On right-to-work, Franklin says, public opponents may have led in intensity but not numbers. And politically, the pro-bill fervor among GOP lawmakers overwhelmed the opposition — even from some businesspeople, who typically lean Republican.

Franklin cites another example. A clear majority of Wisconsin residents support Common Core educational standards — 62 to 29 percent, in the WPRI poll. But intense opposition from some quarters has led lawmakers to attack the standards and Walker to propose banning the test associated with their use in Wisconsin.

Politicians, Franklin adds, are naturally more mindful of the views of those who support them. The most recent Marquette poll, in October, found that 57 percent of respondents backed a higher state minimum wage. But only 28 percent of Walker backers favored an increase, compared to 87 percent of those backing his Democratic rival, Mary Burke. Walker and other Republicans are cool to raising the minimum wage above the current $7.25 an hour.

The poll also showed majority support for accepting federal funds to expand health-care coverage, and majority opposition to making women seeking abortions have an ultrasound.
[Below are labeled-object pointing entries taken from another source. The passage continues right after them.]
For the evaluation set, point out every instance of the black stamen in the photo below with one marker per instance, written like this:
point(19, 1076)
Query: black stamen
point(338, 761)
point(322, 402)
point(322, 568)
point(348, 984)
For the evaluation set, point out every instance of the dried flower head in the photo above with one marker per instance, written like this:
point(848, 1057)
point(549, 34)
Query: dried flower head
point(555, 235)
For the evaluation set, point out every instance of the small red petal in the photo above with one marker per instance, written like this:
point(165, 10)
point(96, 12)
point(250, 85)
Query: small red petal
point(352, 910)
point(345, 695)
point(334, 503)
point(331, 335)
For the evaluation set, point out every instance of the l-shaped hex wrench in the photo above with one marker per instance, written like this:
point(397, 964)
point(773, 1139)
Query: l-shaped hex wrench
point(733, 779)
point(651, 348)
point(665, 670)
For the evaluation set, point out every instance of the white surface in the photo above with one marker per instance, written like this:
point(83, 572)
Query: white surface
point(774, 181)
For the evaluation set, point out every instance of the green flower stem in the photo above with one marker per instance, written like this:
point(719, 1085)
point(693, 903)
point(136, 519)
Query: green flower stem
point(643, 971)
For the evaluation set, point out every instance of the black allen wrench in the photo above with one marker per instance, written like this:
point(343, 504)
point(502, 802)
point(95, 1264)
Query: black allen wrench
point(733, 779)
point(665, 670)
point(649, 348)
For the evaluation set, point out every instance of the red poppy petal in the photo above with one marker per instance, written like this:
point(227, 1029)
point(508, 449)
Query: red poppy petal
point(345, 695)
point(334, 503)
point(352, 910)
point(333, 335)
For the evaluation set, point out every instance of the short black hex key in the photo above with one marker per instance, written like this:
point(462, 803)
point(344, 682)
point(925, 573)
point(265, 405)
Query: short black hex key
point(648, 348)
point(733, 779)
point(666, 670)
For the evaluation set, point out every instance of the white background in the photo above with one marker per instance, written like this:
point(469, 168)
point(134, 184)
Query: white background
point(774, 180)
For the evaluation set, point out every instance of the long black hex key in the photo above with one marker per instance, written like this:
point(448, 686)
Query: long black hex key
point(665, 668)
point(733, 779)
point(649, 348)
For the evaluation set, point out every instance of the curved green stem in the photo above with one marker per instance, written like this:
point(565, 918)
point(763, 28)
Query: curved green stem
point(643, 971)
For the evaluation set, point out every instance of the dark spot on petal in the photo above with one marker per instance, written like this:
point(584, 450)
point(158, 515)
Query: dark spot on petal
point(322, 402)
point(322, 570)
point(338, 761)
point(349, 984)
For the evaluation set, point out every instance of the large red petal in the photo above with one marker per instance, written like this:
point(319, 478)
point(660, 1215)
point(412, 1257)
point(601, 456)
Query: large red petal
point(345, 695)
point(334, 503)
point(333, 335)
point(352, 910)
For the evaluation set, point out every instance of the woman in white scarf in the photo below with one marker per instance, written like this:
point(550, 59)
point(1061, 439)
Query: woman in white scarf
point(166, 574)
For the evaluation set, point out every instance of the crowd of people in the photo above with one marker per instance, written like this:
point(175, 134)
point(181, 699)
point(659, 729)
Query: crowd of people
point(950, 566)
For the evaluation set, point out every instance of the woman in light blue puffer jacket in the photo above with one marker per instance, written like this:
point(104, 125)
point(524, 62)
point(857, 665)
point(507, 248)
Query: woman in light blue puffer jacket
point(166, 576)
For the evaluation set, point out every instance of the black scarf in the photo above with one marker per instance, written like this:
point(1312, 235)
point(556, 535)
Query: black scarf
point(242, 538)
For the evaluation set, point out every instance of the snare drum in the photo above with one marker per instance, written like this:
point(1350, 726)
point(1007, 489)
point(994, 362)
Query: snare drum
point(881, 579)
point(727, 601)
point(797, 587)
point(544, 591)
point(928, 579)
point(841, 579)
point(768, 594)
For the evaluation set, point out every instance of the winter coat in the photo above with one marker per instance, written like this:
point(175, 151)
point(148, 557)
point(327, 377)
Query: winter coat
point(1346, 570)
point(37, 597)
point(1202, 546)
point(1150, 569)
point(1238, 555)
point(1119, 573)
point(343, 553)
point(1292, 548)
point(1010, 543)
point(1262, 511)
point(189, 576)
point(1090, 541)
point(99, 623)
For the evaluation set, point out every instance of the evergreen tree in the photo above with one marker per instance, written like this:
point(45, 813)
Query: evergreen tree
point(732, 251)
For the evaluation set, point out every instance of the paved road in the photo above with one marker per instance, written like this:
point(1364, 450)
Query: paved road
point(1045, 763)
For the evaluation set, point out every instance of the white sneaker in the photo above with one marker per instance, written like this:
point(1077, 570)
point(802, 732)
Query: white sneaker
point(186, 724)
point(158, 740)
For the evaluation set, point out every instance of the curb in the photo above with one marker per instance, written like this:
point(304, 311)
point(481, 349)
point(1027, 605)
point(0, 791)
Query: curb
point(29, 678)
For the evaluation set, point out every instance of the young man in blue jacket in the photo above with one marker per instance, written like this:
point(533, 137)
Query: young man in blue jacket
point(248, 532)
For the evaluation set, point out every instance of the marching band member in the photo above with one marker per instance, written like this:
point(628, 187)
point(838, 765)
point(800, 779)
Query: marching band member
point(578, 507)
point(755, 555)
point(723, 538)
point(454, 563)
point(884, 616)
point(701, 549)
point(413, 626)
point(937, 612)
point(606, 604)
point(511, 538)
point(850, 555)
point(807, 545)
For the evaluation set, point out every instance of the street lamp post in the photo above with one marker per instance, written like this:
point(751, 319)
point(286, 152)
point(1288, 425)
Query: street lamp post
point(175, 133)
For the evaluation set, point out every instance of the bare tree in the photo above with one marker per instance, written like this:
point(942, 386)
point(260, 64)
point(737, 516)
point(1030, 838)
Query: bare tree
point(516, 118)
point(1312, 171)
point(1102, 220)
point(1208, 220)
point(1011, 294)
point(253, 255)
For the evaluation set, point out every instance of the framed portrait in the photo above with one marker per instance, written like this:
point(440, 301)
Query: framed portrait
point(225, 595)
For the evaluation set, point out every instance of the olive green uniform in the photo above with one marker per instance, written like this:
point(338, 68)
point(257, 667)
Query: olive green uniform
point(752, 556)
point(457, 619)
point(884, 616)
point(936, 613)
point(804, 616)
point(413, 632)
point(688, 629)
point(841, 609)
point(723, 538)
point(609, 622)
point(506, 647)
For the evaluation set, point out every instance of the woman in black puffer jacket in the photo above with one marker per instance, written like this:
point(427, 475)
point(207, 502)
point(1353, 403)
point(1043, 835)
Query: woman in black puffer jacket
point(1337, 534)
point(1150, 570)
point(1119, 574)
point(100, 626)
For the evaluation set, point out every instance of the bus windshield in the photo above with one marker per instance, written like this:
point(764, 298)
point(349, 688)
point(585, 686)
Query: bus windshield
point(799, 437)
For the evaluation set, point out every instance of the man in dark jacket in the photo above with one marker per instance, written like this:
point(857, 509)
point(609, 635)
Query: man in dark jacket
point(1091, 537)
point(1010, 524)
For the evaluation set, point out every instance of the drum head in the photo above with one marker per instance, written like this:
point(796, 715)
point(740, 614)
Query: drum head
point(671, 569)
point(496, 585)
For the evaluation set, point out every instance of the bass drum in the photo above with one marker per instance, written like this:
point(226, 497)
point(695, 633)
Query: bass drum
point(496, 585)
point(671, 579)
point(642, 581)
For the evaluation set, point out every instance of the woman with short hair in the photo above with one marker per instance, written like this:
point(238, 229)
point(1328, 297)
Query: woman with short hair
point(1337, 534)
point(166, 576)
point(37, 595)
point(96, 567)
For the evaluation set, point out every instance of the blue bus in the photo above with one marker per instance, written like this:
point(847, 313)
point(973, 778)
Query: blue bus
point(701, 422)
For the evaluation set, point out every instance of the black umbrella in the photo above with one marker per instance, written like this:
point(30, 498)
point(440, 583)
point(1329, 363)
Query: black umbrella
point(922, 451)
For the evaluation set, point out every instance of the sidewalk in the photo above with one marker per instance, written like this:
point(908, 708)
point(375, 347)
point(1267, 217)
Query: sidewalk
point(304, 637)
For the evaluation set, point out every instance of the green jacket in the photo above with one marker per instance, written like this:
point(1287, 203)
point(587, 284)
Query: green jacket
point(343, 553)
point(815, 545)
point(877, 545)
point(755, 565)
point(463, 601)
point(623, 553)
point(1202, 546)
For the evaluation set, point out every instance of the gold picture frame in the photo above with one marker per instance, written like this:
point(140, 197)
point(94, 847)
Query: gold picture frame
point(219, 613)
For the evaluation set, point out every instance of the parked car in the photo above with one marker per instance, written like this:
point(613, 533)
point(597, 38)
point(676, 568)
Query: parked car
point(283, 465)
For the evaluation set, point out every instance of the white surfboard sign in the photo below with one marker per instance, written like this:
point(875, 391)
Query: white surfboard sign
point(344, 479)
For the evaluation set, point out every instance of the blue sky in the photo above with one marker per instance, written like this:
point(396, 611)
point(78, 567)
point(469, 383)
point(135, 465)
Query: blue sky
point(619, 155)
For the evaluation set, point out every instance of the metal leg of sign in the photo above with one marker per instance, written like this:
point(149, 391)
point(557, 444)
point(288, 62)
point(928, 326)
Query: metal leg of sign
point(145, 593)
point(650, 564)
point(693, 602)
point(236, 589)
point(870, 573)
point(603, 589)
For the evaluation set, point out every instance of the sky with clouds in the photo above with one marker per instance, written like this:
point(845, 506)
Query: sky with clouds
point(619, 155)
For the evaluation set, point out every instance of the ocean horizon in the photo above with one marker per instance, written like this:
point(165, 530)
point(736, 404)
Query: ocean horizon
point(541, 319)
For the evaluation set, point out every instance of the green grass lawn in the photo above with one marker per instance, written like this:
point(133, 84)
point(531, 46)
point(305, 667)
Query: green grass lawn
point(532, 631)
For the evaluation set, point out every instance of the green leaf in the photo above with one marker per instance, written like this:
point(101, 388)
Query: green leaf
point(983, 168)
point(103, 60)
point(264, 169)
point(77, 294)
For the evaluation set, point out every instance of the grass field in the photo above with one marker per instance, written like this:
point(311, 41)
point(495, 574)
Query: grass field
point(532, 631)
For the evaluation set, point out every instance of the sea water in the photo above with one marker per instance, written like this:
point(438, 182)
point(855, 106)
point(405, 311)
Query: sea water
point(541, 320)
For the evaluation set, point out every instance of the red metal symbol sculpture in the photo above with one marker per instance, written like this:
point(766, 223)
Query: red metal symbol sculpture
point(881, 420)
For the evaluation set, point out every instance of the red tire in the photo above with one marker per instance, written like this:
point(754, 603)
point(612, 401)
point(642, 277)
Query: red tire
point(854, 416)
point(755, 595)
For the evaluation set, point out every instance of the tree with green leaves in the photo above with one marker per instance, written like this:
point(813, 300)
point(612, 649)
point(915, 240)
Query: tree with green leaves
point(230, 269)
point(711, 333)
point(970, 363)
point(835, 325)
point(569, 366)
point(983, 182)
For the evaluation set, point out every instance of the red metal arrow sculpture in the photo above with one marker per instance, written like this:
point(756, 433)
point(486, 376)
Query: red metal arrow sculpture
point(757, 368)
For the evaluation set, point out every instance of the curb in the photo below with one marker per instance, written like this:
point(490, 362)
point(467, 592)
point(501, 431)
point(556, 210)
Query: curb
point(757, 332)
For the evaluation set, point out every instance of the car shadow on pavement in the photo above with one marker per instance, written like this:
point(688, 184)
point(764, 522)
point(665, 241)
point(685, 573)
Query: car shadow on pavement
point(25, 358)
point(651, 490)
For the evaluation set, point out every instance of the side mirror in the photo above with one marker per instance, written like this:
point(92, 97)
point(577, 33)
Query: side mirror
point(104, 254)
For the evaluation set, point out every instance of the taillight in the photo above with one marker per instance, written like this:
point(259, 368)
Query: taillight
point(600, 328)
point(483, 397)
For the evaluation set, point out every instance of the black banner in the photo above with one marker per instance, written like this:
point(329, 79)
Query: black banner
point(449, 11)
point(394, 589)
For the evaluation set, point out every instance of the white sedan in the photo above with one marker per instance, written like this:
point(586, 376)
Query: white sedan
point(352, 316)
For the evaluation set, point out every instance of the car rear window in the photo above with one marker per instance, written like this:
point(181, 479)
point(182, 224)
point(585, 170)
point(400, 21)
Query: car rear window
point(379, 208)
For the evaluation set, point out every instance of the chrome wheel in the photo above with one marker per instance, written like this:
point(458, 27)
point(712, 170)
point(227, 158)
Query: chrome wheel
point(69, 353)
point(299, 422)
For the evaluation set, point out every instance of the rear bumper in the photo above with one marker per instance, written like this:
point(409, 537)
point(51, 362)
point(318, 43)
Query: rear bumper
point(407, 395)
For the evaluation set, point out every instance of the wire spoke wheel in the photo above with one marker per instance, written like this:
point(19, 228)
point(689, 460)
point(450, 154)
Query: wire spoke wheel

But again, Walker supporters were aligned with his positions: no to federal funds, yes to ultrasounds.

Majorities of respondents also supported a Voter ID requirement and drug-testing of those who get food stamps and unemployment benefits, ideas the GOP backs. These majorities were stronger among Walker supporters.

Policymakers, Franklin says, are moved not just by poll numbers but by the “ideology within the party and the interest groups they’re aligned with.”

Consider whether Wisconsin should require background checks for private gun sales and gun shows. A March 2013 Marquette poll found this idea had 81 percent support, including 75 percent of self-identified Republicans, making it as popular in Wisconsin as Aaron Rodgers. Yet a bill to this effect was dead on arrival in the GOP-controlled Legislature last session. No hearing. No vote. No debate.

Franklin attributes this to the strength of pro-gun interest groups and intensity of lawmaker opposition. “Public opinion is not unimportant,” he says, “but it is far from powerful enough to determine every policy outcome.”